ASPENX caters to wealthiest resort customers

“ASPENX is a place where we can experiment and diversify in a way that leverages who we are and our expertise. … We offer (experiences) in all sorts of ways and places with the duct tape crowd and we think there is opportunity to do some more of it for the diamond crowd that are looking for those experiences.” – Mike Kaplan, Aspen Skiing Co. CEO

Just when it seemed that Aspen had run out of strategies to cater to the uber-wealthy, Aspen Skiing Co. found a new way.

Skico launched a new division this season called ASPENX, which it bills as its “premium retail and experience brand.”

The company is selling exclusive winterwear it developed with Prada – the first in an envisioned series of partnerships with high-end fashion designers – as well as slightly less expensive ski clothing it developed on its own, launched with this winter’s inaugural Ajax Line of outerwear.



It’s offering a Snow Beach “club” at the top of Aspen Mountain on weekends through March. Customers basking in beach-themed cabanas can enjoy champagne served with paired courses every 30 minutes that range from caviar to black truffle pizza slices. “Package and reservation prices range from $300 to $4,800 depending on bottle selection and group size,” according to ASPENX promotional materials.
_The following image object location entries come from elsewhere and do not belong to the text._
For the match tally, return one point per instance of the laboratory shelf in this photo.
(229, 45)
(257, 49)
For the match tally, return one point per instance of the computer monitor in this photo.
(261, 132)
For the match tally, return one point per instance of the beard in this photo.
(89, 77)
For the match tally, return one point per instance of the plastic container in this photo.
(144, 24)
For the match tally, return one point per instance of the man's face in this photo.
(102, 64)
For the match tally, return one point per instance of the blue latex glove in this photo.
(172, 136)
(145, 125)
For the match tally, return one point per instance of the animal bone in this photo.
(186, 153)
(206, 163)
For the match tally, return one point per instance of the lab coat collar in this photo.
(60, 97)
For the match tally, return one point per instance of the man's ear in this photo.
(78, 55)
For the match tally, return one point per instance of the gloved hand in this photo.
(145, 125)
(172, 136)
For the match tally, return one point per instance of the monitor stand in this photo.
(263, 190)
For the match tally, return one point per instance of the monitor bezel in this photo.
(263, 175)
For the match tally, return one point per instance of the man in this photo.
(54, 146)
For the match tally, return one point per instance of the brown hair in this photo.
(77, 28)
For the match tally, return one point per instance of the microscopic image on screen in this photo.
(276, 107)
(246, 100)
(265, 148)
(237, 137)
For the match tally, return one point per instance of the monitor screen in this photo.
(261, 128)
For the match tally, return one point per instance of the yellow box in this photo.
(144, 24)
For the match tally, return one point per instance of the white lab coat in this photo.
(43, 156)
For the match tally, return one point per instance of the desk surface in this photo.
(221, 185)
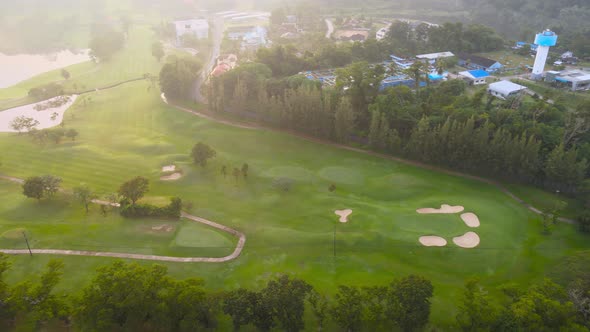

It’s offering wine-paired lunch at Buckhorn Cabin that includes first tracks on Aspen Mountain, guided tours with professional ski racers Wiley Maple and George Rodney and a decadent lunch and Burgundy wine tasting. “Following lunch, a snowcat will transport guests to the base of Aspen Mountain,” the ASPENX website says. The cost is $955 per participant.




The ASPENX store at the base of the Silver Queen Gondola and online provides a variety of brand products — from $18 plates to $95 pillows and a $125 Aspen Blondie’s cashmere pom stocking cap, all with Skico’s reworked aspen leaf logo.

Catering to the super wealthy isn’t anything new for Aspen or Aspen Skiing Co., but Skico’s prior efforts were “much more subtle,” said former Aspen Mayor Bill Stirling, who butted heads with Skico executives in the 1980s over ski pass and lift ticket pricing.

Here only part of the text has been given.